Hi @badger101 , no problem.
I don’t know how much it took me, probably less than 30 mins… It’s not a big workflow and there’s not a lot of data.
I had a clear idea of what approach I wanted to take since the beginning. Once this is set, it’s pretty easy after. That is why it took me just a few seconds what to modify (Node 12 + Node 13) after your additional clarification. Similarly for the duplicates, I knew exactly where to fix this (Node 8 had to be adjusted).
Of course, you can uncover some challenges as you start implementing, but in most cases the challenges are solvable. For example, I was trying to find a way to “merge” my results after the 2nd join. I started going towards Rule Engine in my mind, but then realized that doing a Concatenate will do this for me.
I can see why you used the Cross Joiner node - it’s basically a 2-way relation, but using the Cross Joiner will break that relation, or rather create a relation between every record.
The proper approach is using 2 inner joins, or at least that’s the approach I used.
These 2 joins being inner joins meant that they would include only those who had a relation, hence why I needed that 3rd join which is a left join in order to include those that did not have a relation.
I think this can still be optimized where we could eliminate the left join.

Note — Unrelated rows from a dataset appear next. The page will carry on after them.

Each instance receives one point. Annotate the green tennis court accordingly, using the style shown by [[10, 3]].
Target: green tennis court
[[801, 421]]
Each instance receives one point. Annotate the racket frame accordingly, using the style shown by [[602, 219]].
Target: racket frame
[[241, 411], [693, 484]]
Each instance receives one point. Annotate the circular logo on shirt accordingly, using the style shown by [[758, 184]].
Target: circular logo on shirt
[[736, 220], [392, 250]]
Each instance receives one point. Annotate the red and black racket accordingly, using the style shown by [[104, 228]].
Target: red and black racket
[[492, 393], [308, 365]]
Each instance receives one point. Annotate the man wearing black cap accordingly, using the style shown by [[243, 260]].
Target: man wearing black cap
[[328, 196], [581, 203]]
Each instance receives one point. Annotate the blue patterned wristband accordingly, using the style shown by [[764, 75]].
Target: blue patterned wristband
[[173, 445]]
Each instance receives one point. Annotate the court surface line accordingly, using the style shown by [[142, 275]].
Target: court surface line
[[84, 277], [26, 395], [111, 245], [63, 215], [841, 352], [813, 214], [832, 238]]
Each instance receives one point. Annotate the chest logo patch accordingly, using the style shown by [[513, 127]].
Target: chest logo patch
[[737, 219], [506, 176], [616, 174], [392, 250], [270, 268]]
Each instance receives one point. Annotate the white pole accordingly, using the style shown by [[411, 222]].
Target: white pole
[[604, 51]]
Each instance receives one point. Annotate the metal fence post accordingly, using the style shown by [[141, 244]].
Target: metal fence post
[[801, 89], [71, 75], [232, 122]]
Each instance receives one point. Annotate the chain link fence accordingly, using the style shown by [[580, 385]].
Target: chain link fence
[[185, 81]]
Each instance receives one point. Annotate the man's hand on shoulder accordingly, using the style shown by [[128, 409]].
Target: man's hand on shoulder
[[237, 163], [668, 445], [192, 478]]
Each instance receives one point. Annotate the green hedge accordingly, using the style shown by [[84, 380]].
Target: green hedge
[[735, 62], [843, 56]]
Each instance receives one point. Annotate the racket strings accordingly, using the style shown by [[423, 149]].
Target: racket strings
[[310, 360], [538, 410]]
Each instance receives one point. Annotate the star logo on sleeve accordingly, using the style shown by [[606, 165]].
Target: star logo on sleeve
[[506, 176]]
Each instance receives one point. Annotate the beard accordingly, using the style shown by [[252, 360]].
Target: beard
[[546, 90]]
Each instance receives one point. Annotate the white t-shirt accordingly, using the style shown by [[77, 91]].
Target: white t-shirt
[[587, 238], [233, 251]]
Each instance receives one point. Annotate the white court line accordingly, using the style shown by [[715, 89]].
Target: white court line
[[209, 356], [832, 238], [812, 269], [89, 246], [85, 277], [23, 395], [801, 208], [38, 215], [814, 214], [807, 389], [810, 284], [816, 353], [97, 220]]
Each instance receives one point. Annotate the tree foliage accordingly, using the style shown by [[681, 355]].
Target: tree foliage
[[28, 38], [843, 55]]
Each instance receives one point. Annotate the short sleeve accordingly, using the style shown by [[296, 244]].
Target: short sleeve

There are 2 ways I can see this:
- Convert the inner joins to left joins, with additional transformation
or
- Modify the data at the beginning by adding a relation between each Cluster to itself
This was more of a “lazy” way since it was quite late.
The work itself took about 30 mins (Analyzing, thinking, implementing), but that spanned probably over an hour or so with the back and forth for clarification and my Knime and system being very slow (I’m running with about 2% space capacity
)